5) I read an entire novel today. At school. I started it after my first-period class, and I just finished it. It wasn’t a very good novel. There are all these comments splashed over the cover about how witty and intelligent and insightful and hilarious it is, and...well, it just isn’t. Not to me. I never got into the characters, any of them. I was never tempted to laugh. It was trying to be witty in a certain self-absorbed, slightly cynical, urban sort of way. It’s not the book’s fault that I don’t much like that style. But I enjoyed reading it, and I was grateful for the diversion, and as terrible as this may sound, grateful for the reminder that just because a novel has lots of praise written in big letters on the cover doesn’t mean my life will have a huge hole if I never read it, or that I couldn’t write something better if I really put my mind to it. It’s oddly comforting.

6) I’m meeting Alisa for a walk around Kasumi and then okonomiyaki! (If the damn place is open...it was closed Friday night when I tried to go.

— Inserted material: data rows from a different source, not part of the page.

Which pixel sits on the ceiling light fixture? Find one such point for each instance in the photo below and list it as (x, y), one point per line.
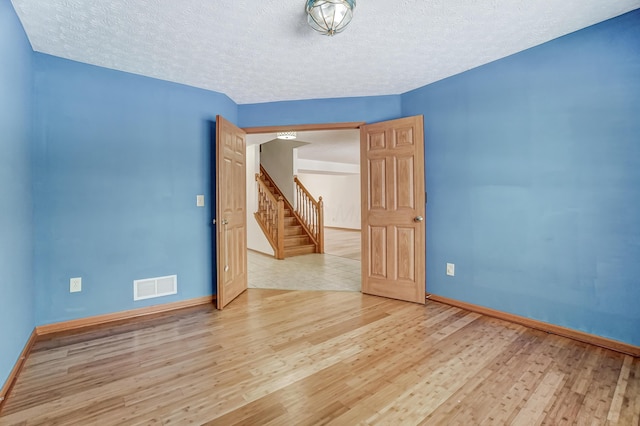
(286, 135)
(329, 17)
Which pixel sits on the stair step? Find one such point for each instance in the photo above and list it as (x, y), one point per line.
(296, 240)
(299, 250)
(290, 221)
(293, 230)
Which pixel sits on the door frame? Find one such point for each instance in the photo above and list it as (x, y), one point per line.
(354, 125)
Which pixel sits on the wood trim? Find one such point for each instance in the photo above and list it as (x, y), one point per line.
(343, 229)
(80, 323)
(8, 384)
(581, 336)
(303, 127)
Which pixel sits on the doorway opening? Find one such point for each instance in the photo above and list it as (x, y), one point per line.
(326, 159)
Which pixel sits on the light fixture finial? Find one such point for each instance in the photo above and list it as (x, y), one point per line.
(289, 135)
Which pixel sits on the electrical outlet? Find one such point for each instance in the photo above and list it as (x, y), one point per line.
(75, 285)
(451, 269)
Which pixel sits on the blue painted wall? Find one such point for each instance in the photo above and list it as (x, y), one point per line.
(533, 175)
(16, 240)
(118, 162)
(368, 109)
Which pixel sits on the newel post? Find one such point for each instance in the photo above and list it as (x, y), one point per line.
(280, 251)
(320, 225)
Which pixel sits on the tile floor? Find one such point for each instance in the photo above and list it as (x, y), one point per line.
(307, 272)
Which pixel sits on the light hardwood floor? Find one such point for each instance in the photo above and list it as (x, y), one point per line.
(310, 357)
(339, 269)
(343, 243)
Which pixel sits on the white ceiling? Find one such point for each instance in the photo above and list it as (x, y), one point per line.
(263, 51)
(336, 146)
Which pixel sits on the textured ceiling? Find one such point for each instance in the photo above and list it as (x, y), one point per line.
(263, 51)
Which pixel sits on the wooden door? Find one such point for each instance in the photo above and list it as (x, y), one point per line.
(393, 209)
(231, 217)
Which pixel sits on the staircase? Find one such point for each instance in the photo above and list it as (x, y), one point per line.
(287, 232)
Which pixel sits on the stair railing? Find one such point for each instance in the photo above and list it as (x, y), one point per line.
(270, 217)
(311, 212)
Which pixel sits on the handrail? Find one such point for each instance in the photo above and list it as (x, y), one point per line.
(311, 212)
(270, 217)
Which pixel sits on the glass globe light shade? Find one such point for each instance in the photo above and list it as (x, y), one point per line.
(329, 17)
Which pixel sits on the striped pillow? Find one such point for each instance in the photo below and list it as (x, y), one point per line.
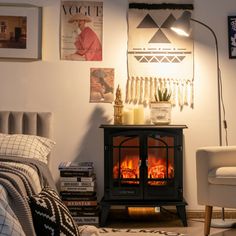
(27, 146)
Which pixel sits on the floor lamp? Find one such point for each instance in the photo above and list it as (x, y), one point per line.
(182, 27)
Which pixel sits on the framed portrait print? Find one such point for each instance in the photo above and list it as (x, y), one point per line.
(20, 32)
(232, 36)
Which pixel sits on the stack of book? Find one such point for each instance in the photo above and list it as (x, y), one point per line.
(78, 191)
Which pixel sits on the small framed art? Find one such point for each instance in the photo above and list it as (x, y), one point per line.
(20, 32)
(232, 36)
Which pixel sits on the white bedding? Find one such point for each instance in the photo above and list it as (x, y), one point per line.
(9, 224)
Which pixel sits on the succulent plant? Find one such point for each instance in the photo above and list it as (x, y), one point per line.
(162, 95)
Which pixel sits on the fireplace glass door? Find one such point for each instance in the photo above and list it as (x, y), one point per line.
(160, 160)
(143, 165)
(126, 162)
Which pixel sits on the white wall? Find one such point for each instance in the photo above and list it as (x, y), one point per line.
(63, 87)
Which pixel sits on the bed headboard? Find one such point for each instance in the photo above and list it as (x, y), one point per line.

Friday night!) That makes me happy, and also means that since it’s 4:45 and I am allowed to leave, I should do so.

No lyrics so I have to write more later. ^_^

Okay it’s later. Back to my list.

7) There’s a western-style toilet at 二中. My preference for western-style toilets should not be taken (entirely) as cultural prejudice. My left knee isn’t very strong and getting myself down and back up again to use the damn Japanese ones without making my knee cramp up is very awkward. And I feel like they’re designed for people a few notches smaller than me in any case. So when I saw that one of the stalls in the staff bathroom at 二中 has a western toilet – a western toilet with a soft light blue seat cover, no less – it made me inordinately happy.

8) 福島先生, the 国語 (“national language,” aka Japanese) teacher at 二中. I like her. I like all the teachers at 二中 (and 一中 for that matter), but I’ve had several conversations with her that have made me feel really good. Yesterday I was showing her my work on the short stories Adam and I are reading and she was really really impressed – she must have said 「すごい」(awesome/amazing) about twelve times as she looked through my vocab, heh. But better than that – today as I was leaving school I ran into her, and she asked me about class, and then she was saying that I should eat lunch with the students from time to time; I had asked the vice principal what I should do for lunch and he said eat in the staff room, so I didn’t question it. But she said it would be fine if I came and ate with the students. Then she asked if I had any interest in trying shodo. Finally! I’ve been waiting for someone to ask me that. I keep mentioning wanting to try shodo to people, apparently the wrong people: they tend to act vaguely interested, and say “oh, hmm, shodo, yeah, I don’t know how you’d go about doing that...” and then drop the subject. She said she does tea ceremony and she’d love to show me that too. Admittedly, I’ve never felt a strong pull toward tea ceremony, but I’d certainly give it a shot. And she’s the first person I’ve talked to who sounded inviting and enthusiastic about helping me get involved in more arts and extracurriculars and cultural things. (Not that other people have been un-inviting, it just hasn’t really come up.) She said everyone was really happy that I was so interested in Japanese culture and everyone is eager to help me participate in things. Yay! 本当に楽しみにしてるわね。

Okay it is (past) bedtime now. Goodnight!

おやすみ 続きは 夢の中で。。。